Kasike Martín "CacibaOpil" Veguilla Díaz departs to Soraya

Joint Declaration: The United Confederation of the Taino People and Iukaieke Guainía solemnly pause and unite in solidarity and respect to all our sisters and brothers of the Taino Arawak People over the physical loss of Kasike Martín "CacibaOpil" Veguilla Díaz, leader of the Taino Council Guatú Ma Cú a Borikén since its founding.

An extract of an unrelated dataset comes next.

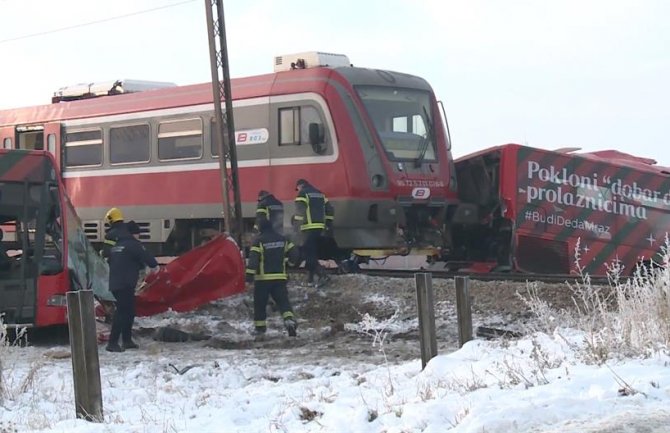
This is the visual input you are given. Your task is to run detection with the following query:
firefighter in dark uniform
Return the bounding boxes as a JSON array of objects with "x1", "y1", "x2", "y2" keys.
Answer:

 Kasike CacibaOpil dedicated decades of his life to the reaffirmation of the Indigenous Caribbean survival, particularly that of Borikén. He was an outstanding artisan and his training as a performing artist allowed him to develop and exalt our areítos in a historically accurate manner both for ceremonial gatherings, as well as for cultural presentations throughout the Borikén archipelago and the diaspora. He developed teaching systems for his community on topics such as history, spirituality, cultural, and ceremonial practices to everyday ones such as traditional indigenous agriculture, medicines, and ways of life.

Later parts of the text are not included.